NB: $T$ is self-adjoint with respect to the $L^2$-inner product $\langle P, Q \rangle = \int_0^1 P(t)\, Q(t) \,dt$.
The question is: what are the eigenvalues of $T$?
Edit: This question was originally posted by someone on the French maths forum les-mathematiques.net (here).
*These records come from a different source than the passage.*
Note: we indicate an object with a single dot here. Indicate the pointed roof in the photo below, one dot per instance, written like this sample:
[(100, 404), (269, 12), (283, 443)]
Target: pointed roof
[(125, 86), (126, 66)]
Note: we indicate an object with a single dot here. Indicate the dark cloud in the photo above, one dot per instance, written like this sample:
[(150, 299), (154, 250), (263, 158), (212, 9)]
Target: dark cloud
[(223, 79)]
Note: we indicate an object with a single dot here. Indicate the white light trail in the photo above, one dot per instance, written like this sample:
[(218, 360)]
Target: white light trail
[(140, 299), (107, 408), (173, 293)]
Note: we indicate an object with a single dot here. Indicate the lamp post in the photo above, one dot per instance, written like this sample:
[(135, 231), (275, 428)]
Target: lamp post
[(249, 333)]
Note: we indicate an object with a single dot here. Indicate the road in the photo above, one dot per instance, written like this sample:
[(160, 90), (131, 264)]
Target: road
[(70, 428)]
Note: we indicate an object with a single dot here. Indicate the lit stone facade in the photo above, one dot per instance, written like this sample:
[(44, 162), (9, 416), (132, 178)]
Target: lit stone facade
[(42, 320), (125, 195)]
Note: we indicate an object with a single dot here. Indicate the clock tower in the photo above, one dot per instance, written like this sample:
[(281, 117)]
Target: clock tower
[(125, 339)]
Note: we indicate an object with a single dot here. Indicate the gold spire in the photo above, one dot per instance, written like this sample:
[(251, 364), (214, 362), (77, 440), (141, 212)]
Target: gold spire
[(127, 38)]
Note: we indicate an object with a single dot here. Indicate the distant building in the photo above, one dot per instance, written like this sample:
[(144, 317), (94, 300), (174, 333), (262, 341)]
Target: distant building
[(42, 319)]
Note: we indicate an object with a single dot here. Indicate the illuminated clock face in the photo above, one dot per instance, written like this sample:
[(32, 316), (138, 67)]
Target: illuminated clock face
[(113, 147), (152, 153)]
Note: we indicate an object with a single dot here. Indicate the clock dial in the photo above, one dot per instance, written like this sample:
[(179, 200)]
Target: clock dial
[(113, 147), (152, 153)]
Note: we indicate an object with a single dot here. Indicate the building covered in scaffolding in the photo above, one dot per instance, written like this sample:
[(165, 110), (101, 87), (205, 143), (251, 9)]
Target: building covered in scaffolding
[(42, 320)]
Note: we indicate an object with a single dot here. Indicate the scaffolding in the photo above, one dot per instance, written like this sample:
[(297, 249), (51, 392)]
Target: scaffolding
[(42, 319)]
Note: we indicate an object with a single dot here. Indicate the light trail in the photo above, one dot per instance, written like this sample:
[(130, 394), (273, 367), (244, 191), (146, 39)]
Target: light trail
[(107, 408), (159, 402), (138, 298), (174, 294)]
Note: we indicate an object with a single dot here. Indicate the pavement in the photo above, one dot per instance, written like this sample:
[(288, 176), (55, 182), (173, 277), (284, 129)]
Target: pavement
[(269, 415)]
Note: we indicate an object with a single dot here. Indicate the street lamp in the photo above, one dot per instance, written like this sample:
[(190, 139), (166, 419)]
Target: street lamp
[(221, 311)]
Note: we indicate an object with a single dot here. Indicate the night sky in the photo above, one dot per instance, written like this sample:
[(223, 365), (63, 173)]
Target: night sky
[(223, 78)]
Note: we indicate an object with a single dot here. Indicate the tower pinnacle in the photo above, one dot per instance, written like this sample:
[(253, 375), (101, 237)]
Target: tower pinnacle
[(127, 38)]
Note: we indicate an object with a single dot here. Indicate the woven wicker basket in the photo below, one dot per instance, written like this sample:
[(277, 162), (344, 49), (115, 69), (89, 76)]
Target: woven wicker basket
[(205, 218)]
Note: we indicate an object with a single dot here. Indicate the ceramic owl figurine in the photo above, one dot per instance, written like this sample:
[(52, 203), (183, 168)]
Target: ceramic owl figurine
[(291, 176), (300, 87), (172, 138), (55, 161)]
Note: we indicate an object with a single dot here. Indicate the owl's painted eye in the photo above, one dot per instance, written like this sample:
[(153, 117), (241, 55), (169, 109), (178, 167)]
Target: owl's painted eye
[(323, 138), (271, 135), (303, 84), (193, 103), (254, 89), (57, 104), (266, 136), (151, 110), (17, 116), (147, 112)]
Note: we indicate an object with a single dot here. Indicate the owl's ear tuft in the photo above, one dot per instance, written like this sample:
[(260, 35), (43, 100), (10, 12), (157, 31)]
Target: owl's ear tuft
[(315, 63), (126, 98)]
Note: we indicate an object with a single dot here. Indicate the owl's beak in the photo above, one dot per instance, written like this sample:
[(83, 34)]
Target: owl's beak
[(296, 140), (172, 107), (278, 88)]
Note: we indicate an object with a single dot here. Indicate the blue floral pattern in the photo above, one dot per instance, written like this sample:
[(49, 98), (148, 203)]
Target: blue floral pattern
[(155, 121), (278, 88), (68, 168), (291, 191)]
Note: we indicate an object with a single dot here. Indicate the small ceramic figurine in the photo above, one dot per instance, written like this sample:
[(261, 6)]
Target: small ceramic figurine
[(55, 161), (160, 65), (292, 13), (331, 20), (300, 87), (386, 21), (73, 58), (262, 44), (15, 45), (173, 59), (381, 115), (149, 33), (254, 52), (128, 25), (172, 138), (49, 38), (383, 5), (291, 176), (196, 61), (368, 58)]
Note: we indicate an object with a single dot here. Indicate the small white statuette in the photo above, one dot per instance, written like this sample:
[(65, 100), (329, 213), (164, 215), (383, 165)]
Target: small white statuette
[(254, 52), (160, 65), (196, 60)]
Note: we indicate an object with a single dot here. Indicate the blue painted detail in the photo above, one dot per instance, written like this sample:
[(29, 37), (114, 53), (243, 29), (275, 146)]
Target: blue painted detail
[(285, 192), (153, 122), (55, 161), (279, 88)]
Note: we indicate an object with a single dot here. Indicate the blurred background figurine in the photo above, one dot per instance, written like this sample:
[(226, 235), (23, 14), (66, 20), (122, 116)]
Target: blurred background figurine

I do not know if there is a reason to think that it is actually possible to find an explicit expression for the eigenvalues.
Using the adhoc convention $\frac{x}{0}=x$, Newton’s binomial formula yields
$$ T(X^j)=\sum_{i=0}^{n} \frac{\binom{n}{i}}{n+1+j-i}X^i \tag{1} $$
If we denote by ${\cal B}_n=(1,X,X^2, \ldots, X^{n})$ the canonical basis of ${\mathbb R}_n[X]$, the matrix $A$ of $T$ relatively to ${\cal B}_n$ is $A=(a_{ij})_{1\leq i,j \leq n+1}$ where
$$ a_{ij}=\frac{\binom{n}{i-1}}{n+1+j-i} \tag{2} $$
For example, when $n=4$ we have
$$ A=\left(\begin{matrix} \frac{1}{5} & \frac{1}{6} & \frac{1}{7} & \frac{1}{8} & \frac{1}{9} \\ \ & & & & \\ 1 & \frac{4}{5} & \frac{2}{3} & \frac{4}{7} & \frac{1}{2} \\ \ & & & & \\ 2 & \frac{3}{2} & \frac{6}{5} & 1 & \frac{6}{7} \\ \ & & & & \\ 2 & \frac{4}{3} & 1 & \frac{4}{5} & \frac{2}{3} \\ \ & & & & \\ 1 & \frac{1}{2} & \frac{1}{3} & \frac{1}{4} & \frac{1}{5} \\ \end{matrix}\right) $$
The characteristic polynomial of this $A$ is
$$\chi_A=X^5 - \frac{16}{5}X^4 - \frac{251}{450}X^3 + \frac{2977}{330750}X^2 - \frac{19}{1890000}X + \frac{1}{2778300000}$$
a polynomial whose Galois group over $\mathbb Q$ is ${\mathfrak S}_5$ and whose roots are therefore not expressible by radicals.
Thus I concur with Christopher A.Wong’s comment that it is unlikely that a simple closed-form solution exists.